覚悟を決めることも大切です。刑事時代に、抗争を続ける暴力団の事務所へ突入したことがあります。防弾チョッキを着けているとはいえ、私は現場の指揮官でしたから、先頭で入らなければいけません。逃げられない以上、もはや覚悟を決めるだけ。「撃たれても仕方ない。頭だけは外してくれ」と念じていました。

ビジネスシーンであれば、「ここで失敗したって、命まで取られるわけじゃない」と開き直れるはずです。覚悟を決めることで心が落ち着き、周りの状況がよく見えるようになります。

また、自分より格上の人や初対面の人と相対するときは、自然に腰が引けてしまうものです。こんなケースでは、心の中で「生徒と先生の関係に置き換える」といいでしょう。こちらは生徒。向こうは先生だと思って教えを乞うような態度で接すれば、ビビらずにすみ、相手を嫌な気持ちにさせることもありません。

誰かを守る立場になってみることも、効果的な方法です。警察官は市民を守らなければいけないので、自ずと強くならざるをえません。同じように、子どもを守る親や従業員を抱える経営者の立場に我が身を置けば、「メンタルが弱くて……」と縮こまってはいられないはずです。
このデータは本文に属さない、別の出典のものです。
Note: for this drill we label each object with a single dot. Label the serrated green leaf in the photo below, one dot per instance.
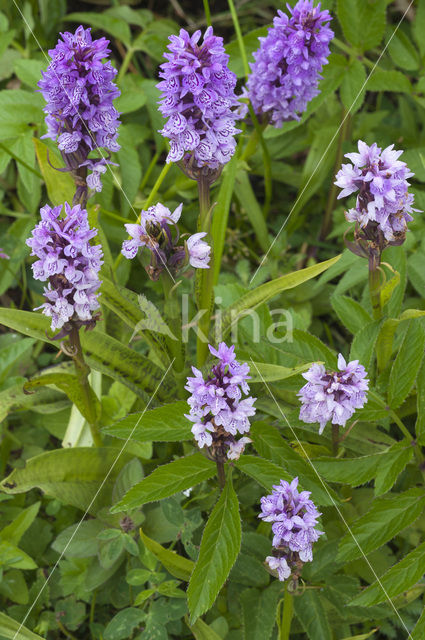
(401, 577)
(311, 614)
(164, 424)
(175, 564)
(264, 292)
(263, 471)
(167, 480)
(220, 546)
(406, 365)
(270, 444)
(387, 516)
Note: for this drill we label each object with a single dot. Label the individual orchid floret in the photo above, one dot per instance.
(199, 102)
(294, 518)
(333, 395)
(286, 72)
(70, 265)
(158, 232)
(79, 91)
(217, 407)
(383, 204)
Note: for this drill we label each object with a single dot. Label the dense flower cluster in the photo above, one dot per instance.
(381, 180)
(294, 517)
(198, 100)
(79, 90)
(154, 231)
(286, 71)
(333, 395)
(69, 263)
(216, 406)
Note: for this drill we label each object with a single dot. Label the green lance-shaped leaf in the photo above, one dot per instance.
(73, 476)
(311, 613)
(220, 546)
(69, 384)
(401, 577)
(263, 471)
(175, 564)
(406, 365)
(270, 444)
(268, 290)
(388, 515)
(11, 629)
(103, 353)
(164, 424)
(167, 480)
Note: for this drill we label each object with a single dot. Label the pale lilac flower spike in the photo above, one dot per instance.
(294, 517)
(380, 179)
(333, 395)
(216, 406)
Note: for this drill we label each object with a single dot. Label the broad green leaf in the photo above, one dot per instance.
(401, 577)
(74, 476)
(363, 22)
(270, 444)
(311, 614)
(259, 611)
(11, 629)
(164, 424)
(263, 471)
(117, 27)
(167, 480)
(263, 372)
(14, 531)
(202, 631)
(351, 313)
(406, 365)
(387, 516)
(59, 184)
(69, 384)
(246, 196)
(265, 292)
(103, 353)
(220, 546)
(178, 566)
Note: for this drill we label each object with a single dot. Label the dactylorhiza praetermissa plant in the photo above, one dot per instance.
(79, 90)
(216, 406)
(199, 102)
(158, 232)
(383, 204)
(70, 264)
(286, 71)
(333, 395)
(294, 517)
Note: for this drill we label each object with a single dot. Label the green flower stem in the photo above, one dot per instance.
(82, 371)
(287, 615)
(375, 282)
(205, 277)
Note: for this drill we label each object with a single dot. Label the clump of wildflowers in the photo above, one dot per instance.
(216, 406)
(199, 101)
(294, 517)
(383, 204)
(287, 67)
(158, 232)
(333, 395)
(79, 91)
(70, 265)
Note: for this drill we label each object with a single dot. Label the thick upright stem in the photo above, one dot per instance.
(82, 371)
(375, 281)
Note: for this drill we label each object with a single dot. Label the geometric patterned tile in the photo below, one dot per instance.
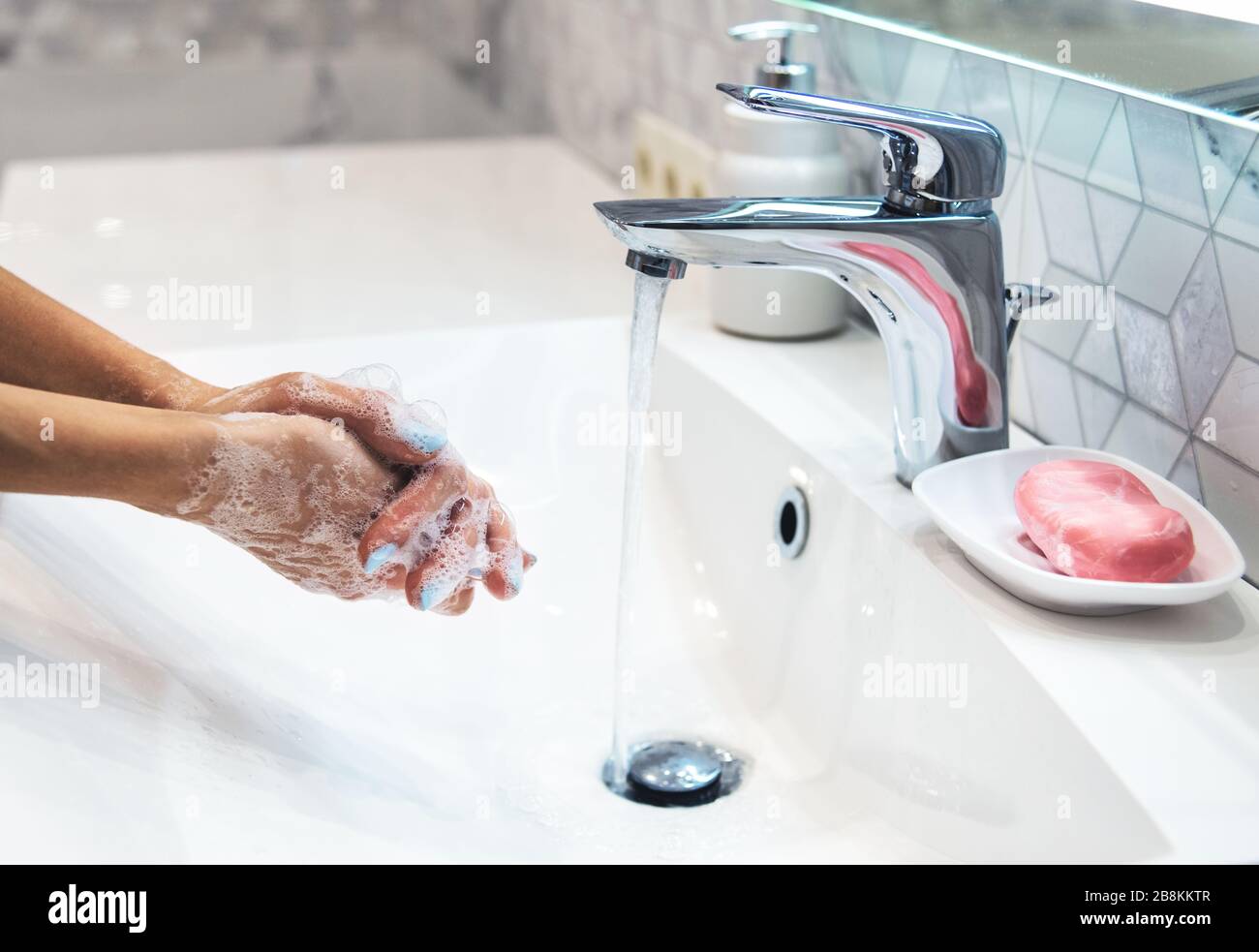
(1098, 354)
(987, 91)
(1020, 101)
(1166, 159)
(1021, 407)
(1150, 360)
(1146, 439)
(1113, 167)
(1235, 414)
(1074, 127)
(1232, 493)
(1221, 149)
(1241, 214)
(923, 79)
(1157, 260)
(1239, 271)
(1200, 330)
(1113, 219)
(1184, 474)
(1099, 408)
(1059, 325)
(1068, 225)
(955, 96)
(1049, 381)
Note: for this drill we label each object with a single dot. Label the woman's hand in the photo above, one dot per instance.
(297, 494)
(368, 402)
(320, 508)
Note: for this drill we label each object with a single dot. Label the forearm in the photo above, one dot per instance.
(61, 445)
(48, 347)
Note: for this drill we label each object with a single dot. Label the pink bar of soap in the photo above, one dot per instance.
(1096, 520)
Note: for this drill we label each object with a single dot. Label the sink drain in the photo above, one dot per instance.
(676, 774)
(791, 523)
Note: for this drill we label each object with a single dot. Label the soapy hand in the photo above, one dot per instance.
(433, 532)
(366, 401)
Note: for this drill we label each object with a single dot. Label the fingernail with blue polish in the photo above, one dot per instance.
(515, 573)
(420, 437)
(435, 594)
(379, 557)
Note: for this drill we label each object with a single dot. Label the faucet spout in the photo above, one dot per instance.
(931, 284)
(923, 260)
(655, 264)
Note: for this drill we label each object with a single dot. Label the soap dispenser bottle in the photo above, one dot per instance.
(773, 155)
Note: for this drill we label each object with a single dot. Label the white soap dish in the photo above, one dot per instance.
(972, 500)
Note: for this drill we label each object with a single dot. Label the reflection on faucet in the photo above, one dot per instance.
(924, 261)
(969, 378)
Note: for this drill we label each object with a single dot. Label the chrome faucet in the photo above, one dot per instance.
(924, 260)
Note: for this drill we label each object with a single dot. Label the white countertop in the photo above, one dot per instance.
(209, 738)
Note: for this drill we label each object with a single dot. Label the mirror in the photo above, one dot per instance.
(1199, 51)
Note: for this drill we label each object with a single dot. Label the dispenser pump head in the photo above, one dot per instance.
(779, 71)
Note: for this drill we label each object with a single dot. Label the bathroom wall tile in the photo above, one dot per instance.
(1157, 260)
(1068, 223)
(1020, 101)
(1239, 271)
(1059, 326)
(1113, 165)
(1221, 149)
(1099, 408)
(1021, 406)
(1200, 330)
(1166, 159)
(1149, 360)
(1014, 170)
(1239, 217)
(1232, 493)
(987, 89)
(1184, 474)
(864, 61)
(895, 55)
(1049, 381)
(1146, 439)
(1074, 127)
(1011, 208)
(1234, 414)
(1098, 354)
(926, 74)
(1113, 218)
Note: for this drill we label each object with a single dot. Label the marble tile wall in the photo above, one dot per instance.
(1154, 208)
(1146, 215)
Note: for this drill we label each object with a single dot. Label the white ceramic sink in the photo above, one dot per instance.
(243, 720)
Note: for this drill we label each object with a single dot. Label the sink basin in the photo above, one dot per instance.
(892, 703)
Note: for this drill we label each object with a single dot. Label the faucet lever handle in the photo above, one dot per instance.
(927, 156)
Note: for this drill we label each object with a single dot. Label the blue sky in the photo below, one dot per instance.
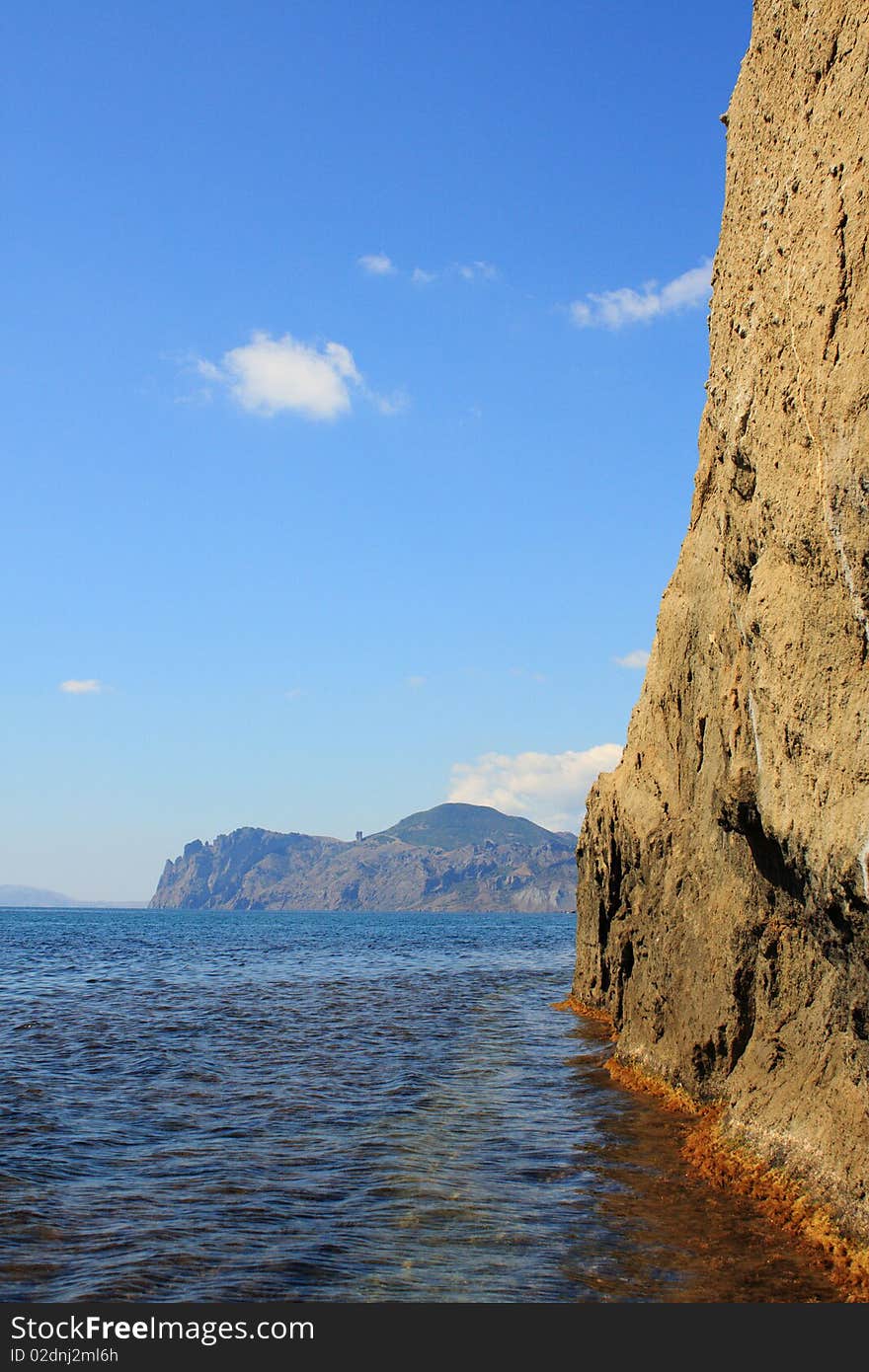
(353, 366)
他人の目を気にしすぎて、緊張してしまう場合もあります。そうなると「こんなことを言うのは恥ずかしい」「失敗したら笑われるのではないか」などと考えすぎて、勇気を奮って向かうことができません。私は変装して尾行や張り込みをした経験がありますが、環境に溶け込むコツは、自意識を捨てることです。他人は自分のことなど意外と見ていません。こちらが意識しすぎるせいで、かえって目立ってしまうのです。周囲から見られている意識をなくすことで、緊張は和らぎます。